A beauty supply store expects to sell 110 flat irons during the next year. It costs $3.75 to store one flat iron for one year. There is a fixed cost of $8.25 for each order. Find the lot size and the number of orders per year that will minimize inventory costs.

5. Solution

\(TC = PD + \frac{DK}{Q} + \frac{hQ}{2}\).

\(\frac{\text{d}}{\text{d}Q} = -\frac{DK}{Q^2} + \frac{h}{2}\).

setting to 0 yields:

\(-\frac{DK}{Q^2} + \frac{h}{2} = 0\).

\(Q^{*2} = \frac{2DK}{h} \ \to \ Q^* = \sqrt{\frac{2DK}{h}}\)

plug and play:

\(D = 110\).

\(K = 8.25\).

\(h = 3.75\).

\[ Q^* = \sqrt{\frac{2\cdot 110\cdot 8.25}{3.75}} = \sqrt{\frac{1815}{3.75}} = \sqrt{484} = 22. \]

We found 22 to be the lot size per order.

We are given that the store expects to sell \(n = 110\) flat irons. If there are \(x\) number of irons in each order, our equation is \(22\cdot x = 110 \ \to \ x = \frac{110}{22} = 5\).

5 orders of 22 irons are needed per year

6.

Use integration by parts to solve the integral below: \[ \int \ln(9x)\cdot x^6 \ dx \]

6. Solution

The formula for integration by parts is: \[ \int u \ dv = uv - \int v \ du \]

Let \(u = \ln(9x)\). Using the chain rule \(du = \frac{1}{9x} \cdot 9 \ dx = \frac{1}{x} \ dx\).

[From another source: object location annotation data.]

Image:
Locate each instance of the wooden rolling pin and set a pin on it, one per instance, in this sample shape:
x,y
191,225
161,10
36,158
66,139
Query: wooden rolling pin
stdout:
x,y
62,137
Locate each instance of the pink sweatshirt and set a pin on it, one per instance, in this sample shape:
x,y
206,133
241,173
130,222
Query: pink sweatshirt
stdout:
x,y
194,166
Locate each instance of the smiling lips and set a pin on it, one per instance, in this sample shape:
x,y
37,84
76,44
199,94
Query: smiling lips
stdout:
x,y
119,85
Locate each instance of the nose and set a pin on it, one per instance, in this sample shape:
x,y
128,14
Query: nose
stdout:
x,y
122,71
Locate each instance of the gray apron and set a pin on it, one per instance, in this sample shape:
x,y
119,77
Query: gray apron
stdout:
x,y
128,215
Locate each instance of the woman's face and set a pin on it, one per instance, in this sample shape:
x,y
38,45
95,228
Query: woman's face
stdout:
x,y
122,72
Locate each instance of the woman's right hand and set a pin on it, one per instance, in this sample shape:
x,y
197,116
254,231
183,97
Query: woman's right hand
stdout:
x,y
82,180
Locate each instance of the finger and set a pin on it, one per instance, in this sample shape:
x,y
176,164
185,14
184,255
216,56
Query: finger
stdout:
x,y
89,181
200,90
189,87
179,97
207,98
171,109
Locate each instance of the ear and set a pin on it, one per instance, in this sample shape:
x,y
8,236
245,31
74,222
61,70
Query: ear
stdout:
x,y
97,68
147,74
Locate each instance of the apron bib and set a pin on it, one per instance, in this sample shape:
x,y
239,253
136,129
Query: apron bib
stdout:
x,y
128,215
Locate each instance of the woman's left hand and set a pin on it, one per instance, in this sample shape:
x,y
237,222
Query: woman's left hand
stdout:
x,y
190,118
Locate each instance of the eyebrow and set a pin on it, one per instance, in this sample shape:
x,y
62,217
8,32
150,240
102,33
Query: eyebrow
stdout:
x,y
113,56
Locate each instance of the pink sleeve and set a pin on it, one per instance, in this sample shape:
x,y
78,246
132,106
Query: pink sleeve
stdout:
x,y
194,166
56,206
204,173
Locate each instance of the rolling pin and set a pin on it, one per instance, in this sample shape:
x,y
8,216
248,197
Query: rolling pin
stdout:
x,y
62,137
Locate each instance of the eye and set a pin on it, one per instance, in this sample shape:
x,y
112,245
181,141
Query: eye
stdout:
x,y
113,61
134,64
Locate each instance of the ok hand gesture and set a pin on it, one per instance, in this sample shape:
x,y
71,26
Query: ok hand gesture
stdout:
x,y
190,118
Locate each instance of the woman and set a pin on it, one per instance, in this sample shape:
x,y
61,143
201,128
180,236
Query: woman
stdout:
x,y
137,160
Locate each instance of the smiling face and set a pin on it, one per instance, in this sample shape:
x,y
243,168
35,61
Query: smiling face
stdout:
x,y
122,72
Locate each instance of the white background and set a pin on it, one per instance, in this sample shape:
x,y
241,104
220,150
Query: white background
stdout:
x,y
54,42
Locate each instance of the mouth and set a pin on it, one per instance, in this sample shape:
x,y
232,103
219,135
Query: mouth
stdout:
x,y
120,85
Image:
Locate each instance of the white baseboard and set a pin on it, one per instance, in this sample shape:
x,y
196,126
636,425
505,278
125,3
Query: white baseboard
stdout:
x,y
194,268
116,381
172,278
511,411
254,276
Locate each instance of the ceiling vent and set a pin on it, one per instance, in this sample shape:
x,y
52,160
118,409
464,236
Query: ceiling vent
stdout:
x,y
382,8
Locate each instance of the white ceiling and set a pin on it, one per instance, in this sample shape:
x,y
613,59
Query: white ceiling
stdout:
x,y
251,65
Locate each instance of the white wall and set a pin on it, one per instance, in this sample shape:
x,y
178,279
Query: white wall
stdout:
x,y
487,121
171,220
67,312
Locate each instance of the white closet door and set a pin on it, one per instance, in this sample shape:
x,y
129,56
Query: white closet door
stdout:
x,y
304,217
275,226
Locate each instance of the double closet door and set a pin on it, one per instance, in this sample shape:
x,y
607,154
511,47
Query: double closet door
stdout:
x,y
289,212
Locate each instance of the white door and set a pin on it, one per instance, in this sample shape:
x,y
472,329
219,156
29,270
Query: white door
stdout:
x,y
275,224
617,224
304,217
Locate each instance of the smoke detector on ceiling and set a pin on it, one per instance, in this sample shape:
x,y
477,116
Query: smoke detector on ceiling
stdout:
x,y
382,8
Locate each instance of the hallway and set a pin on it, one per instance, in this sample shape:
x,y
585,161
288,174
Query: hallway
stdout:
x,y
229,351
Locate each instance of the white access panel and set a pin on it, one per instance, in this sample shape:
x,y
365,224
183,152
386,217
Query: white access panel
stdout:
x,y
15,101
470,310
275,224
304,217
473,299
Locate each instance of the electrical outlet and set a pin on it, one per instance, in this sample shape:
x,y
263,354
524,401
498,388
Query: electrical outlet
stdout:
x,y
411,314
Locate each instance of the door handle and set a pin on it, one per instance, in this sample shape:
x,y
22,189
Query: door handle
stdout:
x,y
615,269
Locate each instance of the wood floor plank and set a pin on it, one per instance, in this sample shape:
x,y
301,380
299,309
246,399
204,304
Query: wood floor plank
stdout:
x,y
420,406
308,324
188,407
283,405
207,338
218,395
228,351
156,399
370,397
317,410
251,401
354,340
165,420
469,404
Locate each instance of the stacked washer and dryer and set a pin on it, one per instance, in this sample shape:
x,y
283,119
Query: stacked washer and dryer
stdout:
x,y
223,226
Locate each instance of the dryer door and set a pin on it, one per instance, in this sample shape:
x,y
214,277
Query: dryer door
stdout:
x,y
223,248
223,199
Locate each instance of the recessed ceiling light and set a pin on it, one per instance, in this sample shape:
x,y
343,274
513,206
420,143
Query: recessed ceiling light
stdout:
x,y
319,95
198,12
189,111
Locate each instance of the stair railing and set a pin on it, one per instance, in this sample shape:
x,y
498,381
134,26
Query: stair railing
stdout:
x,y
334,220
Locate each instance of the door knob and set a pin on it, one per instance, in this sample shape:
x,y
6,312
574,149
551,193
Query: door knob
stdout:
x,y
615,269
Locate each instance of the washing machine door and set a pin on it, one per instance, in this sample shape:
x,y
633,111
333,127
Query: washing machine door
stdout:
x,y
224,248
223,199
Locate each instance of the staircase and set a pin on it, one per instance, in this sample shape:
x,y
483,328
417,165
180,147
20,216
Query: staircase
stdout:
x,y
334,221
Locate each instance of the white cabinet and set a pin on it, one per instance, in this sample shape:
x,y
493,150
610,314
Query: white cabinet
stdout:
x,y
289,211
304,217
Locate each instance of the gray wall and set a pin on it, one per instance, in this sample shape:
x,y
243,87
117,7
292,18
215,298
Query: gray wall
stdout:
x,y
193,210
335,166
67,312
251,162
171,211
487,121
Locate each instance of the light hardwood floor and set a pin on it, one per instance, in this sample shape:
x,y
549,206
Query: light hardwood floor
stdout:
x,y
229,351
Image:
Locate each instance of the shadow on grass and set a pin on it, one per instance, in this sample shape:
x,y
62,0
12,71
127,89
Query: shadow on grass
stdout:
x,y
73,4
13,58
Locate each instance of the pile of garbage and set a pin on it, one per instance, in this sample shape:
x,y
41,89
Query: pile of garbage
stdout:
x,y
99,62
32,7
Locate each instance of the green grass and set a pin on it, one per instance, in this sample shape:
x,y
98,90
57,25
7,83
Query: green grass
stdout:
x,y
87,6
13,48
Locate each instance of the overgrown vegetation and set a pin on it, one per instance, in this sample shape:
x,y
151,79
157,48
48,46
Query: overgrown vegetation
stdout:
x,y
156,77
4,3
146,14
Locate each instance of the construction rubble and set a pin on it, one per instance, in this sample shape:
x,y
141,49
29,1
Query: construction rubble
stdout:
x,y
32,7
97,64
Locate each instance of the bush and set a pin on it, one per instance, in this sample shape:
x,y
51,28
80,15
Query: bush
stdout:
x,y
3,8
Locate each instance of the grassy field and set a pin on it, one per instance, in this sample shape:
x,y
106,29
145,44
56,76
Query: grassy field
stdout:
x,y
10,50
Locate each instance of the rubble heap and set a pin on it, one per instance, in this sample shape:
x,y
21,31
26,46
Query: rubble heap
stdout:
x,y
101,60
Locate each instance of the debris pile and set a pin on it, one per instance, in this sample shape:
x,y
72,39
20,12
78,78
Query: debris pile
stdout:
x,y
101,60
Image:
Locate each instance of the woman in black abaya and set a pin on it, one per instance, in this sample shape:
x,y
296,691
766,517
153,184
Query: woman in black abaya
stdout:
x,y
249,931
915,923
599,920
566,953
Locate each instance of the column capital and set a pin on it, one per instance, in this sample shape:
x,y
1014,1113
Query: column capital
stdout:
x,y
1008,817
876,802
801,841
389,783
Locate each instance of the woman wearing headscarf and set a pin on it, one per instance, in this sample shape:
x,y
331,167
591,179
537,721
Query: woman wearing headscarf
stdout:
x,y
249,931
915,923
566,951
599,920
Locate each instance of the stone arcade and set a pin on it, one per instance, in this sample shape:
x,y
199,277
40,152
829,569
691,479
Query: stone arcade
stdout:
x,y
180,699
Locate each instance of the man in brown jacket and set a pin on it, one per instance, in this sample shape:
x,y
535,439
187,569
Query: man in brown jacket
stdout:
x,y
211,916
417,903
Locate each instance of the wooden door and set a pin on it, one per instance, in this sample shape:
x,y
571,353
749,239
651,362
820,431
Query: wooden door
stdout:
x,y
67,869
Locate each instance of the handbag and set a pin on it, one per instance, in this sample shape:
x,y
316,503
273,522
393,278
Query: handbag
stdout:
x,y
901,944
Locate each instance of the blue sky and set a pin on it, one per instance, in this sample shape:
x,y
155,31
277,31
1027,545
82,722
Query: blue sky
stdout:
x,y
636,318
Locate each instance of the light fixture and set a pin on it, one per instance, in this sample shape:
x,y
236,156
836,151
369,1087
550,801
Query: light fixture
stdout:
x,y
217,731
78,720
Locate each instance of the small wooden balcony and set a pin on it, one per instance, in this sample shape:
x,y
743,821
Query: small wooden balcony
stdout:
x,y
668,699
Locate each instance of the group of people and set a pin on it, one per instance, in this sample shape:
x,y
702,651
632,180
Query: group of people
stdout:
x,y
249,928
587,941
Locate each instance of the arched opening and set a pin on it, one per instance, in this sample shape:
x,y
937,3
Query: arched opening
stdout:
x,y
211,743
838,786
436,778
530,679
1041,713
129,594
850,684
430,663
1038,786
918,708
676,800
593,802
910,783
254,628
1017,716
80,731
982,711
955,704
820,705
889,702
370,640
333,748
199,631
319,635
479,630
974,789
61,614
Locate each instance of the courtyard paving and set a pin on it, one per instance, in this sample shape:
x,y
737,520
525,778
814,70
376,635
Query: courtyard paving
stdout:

Let \(dv = x^6\), then \(v = \int x^6 = \frac{x^7}{7}\).

Plug and Play:

\[ \ln(9x)\cdot \frac{x^7}{7} - \int \frac{x^7}{7}\cdot \frac{1}{x} \ dx \]

removing constant:

\[ \ln(9x)\cdot \frac{x^7}{7} - \frac{1}{7} \int \frac{x^7}{x} \ dx = \ln(9x)\cdot \frac{x^7}{7} - \frac{1}{7} \int x^6 \ dx \]

Power Rule:

\[ \ln(9x)\cdot \frac{x^7}{7} - \frac{1}{7} \Big(\frac{x^7}{7}\Big) + C \]

\[ = \ln(9x)\cdot \frac{x^7}{7} - \frac{x^7}{49} + C \]

7.

Determine whether \(f(x)\) is a probability density function on the interval \([1, e^6]\). If not, determine the value of the definite integral.

\[ f(x) = \frac{1}{6x} \]

7. Solution

There are two conditions for a probability density function:

  • \(f(x) \geq 0 \ \ \ \forall x\)
  • \(\int_{-\infty}^{\infty}f(x) \ dx = 1\)

\[ \int_{1}^{e^6} \frac{1}{6x} \ dx = \frac{1}{6} \int_{1}^{e^6}\frac{1}{x} \ dx \\ = \frac{1}{6}[\ln(x)]_{1}^{e^6} \\ = \frac{\ln(e^6) - \ln(1)}{6} = \frac{6\cdot \ln(e) - 0}{6} = \frac{6}{6} = 1 \]

Since the area sums up to 1, we conclude that \(f(x)\) is a pdf on the interval \([1, e^6]\).